La pêche européenne prise dans les filets du Brexit


AFP le 20/04/2019 à 09:50

Ils sont l'une des professions les plus exposées au Brexit : les pêcheurs européens s'inquiètent de perdre leur accès aux poissonneuses eaux britanniques, même si le Royaume-Uni aura du mal à se passer du marché des 27 et de leur industrie de transformation.

« Une chance de se libérer d’une relation asymétrique et qui nous exploite » : voilà comment Barrie Deas, patron de la NFFO, la Fédération britannique des organisations de pêcheurs, perçoit le Brexit. Les pêcheurs du Royaume-Uni avaient largement plébiscité une sortie de l’UE lors du référendum de juin 2016. Il faut dire que les chiffres semblent en leur faveur : en 2013-2015, les navires de l’Union européenne ont pêché en moyenne 656 000 tonnes de poissons dans les eaux britanniques, principalement du maquereau, du hareng, du lançon et du merlan bleu, auxquels il faut ajouter les lucratifs merlus, soles et langoustines, pour une valeur de 524 millions d’euros.
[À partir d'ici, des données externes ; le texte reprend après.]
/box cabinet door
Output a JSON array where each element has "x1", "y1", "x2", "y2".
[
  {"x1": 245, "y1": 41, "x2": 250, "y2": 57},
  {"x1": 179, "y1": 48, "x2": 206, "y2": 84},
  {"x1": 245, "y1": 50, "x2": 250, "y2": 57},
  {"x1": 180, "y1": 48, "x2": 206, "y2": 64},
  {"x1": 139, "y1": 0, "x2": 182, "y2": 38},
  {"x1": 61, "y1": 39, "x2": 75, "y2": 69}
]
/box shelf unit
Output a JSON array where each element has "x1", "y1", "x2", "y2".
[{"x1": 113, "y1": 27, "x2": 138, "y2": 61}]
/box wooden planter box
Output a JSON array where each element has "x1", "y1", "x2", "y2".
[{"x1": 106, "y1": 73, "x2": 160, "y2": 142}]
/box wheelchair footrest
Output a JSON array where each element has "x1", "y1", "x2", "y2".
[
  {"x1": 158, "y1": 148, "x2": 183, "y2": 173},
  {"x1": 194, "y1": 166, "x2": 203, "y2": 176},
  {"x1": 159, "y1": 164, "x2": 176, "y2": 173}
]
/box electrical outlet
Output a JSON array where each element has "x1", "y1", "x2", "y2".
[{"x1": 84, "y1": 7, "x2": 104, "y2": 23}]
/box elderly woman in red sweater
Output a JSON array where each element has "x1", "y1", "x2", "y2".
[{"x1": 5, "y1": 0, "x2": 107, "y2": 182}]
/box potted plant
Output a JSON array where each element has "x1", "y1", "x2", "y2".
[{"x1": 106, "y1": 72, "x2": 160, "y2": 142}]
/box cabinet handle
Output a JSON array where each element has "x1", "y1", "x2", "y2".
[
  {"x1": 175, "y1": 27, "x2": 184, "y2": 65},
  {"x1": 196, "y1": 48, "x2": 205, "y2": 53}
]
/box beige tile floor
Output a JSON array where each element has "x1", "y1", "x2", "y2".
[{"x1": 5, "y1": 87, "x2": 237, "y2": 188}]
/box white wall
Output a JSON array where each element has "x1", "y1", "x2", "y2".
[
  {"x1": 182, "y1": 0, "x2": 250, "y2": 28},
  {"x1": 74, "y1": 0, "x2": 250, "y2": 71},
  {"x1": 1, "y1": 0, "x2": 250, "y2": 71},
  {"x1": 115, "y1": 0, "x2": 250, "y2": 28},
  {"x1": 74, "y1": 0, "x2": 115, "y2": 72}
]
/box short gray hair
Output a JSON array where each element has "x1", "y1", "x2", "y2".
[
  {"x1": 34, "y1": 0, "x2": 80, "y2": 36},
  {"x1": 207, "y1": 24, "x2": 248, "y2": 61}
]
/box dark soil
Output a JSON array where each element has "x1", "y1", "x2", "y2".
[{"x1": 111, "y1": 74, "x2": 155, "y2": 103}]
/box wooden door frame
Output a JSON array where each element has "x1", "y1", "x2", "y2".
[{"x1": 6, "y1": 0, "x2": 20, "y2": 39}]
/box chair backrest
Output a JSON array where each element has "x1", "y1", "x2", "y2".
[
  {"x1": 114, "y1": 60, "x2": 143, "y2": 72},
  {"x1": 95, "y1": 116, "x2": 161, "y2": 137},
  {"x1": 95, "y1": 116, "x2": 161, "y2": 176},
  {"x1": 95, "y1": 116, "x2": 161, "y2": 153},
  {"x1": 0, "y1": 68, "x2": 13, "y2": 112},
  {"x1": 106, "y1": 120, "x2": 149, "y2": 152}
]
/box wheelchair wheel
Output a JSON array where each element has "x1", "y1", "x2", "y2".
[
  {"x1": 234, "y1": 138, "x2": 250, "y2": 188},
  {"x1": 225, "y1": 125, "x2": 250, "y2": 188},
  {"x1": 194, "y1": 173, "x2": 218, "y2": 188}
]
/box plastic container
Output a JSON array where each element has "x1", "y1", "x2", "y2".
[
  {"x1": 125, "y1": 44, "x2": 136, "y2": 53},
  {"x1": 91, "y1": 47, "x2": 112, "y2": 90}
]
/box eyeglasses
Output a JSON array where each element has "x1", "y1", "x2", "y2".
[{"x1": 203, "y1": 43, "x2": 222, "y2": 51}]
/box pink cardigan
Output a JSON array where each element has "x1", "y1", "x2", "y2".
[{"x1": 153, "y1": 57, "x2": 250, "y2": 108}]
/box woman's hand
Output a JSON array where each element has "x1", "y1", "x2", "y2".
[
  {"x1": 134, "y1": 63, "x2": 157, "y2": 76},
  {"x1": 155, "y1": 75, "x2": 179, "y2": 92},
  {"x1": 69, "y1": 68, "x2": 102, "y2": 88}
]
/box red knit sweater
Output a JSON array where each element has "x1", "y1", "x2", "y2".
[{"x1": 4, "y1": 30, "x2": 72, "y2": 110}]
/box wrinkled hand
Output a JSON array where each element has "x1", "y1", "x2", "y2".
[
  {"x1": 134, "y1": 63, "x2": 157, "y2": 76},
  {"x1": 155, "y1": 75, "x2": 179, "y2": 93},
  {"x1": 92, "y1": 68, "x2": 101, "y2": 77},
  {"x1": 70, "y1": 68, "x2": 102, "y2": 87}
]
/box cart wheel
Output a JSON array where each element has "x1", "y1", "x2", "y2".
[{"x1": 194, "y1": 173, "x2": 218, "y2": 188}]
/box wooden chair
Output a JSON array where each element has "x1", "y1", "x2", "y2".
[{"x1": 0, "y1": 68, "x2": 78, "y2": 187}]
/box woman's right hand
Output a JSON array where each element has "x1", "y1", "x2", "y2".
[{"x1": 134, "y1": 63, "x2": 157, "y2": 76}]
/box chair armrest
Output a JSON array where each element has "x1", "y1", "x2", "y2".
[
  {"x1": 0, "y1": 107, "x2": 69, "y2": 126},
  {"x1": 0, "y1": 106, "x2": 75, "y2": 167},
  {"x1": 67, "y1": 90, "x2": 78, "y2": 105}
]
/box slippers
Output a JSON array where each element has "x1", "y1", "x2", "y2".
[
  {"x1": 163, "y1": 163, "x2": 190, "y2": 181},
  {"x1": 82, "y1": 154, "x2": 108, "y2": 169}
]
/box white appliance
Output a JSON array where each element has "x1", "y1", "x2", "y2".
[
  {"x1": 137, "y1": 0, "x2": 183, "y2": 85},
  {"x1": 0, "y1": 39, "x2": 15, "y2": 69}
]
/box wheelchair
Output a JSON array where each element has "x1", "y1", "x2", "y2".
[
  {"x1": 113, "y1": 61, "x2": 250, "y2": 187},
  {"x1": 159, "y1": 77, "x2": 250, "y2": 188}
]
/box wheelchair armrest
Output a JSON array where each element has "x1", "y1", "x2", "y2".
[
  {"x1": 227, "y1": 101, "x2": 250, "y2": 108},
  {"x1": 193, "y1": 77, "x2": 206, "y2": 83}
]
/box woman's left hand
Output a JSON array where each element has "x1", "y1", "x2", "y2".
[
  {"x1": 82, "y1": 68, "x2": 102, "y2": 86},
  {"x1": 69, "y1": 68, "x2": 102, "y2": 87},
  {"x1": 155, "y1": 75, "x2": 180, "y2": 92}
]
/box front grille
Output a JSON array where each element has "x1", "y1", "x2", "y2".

Parmi les pays dont les flottes sont les plus dépendantes se trouvent la France, la Belgique, les Pays-Bas et l’Allemagne.

À l’inverse, les Britanniques qui naviguent hors de leurs eaux territoriales ont capturé environ 152 000 tonnes de poissons, pour une valeur de 192 millions d’euros. Ces chiffres tirés d’un rapport destiné au Parlement européen proviennent en partie des données de l’European fisheries alliance (EUFA), un groupe de pression qui s’est créé dans la foulée du référendum britannique, entièrement dédié à la défense des intérêts de la pêche européenne dans les négociations entre Bruxelles et Londres sur le Brexit.

Un « problème majeur »

La perte de l’accès aux eaux britanniques serait « un problème majeur », résume Gerard van Balsfoort, à la tête de l’Alliance. Sous le régime de la Politique commune de pêche (PCP), l’accès des eaux des pays membres est garanti sous réserve de partager les quotas annuels de pêche pour chaque espèce. Ils font l’objet d’intenses discussions chaque fin d’année.

La grande satisfaction des pêcheurs européens est d’avoir obtenu un traitement spécial dans le traité de retrait qui couvre les conditions du divorce. Sauf que ce texte n’a toujours pas été ratifié par le parlement britannique. Au terme de multiples rebondissements, la date du Brexit a récemment été reportée au 31 octobre. La Première ministre britannique espère cependant que son pays puisse partir avant les élections européennes du 23 mai. « L’aspect le plus important de la décision d’une prolongation, c’est la confirmation que le scénario du « no deal » n’est plus sur la table », assure Gerard van Balsfoort, espérant qu’un tel délai permettra d’assurer au moins des règles du jeu inchangées jusqu’à la fin de l’année.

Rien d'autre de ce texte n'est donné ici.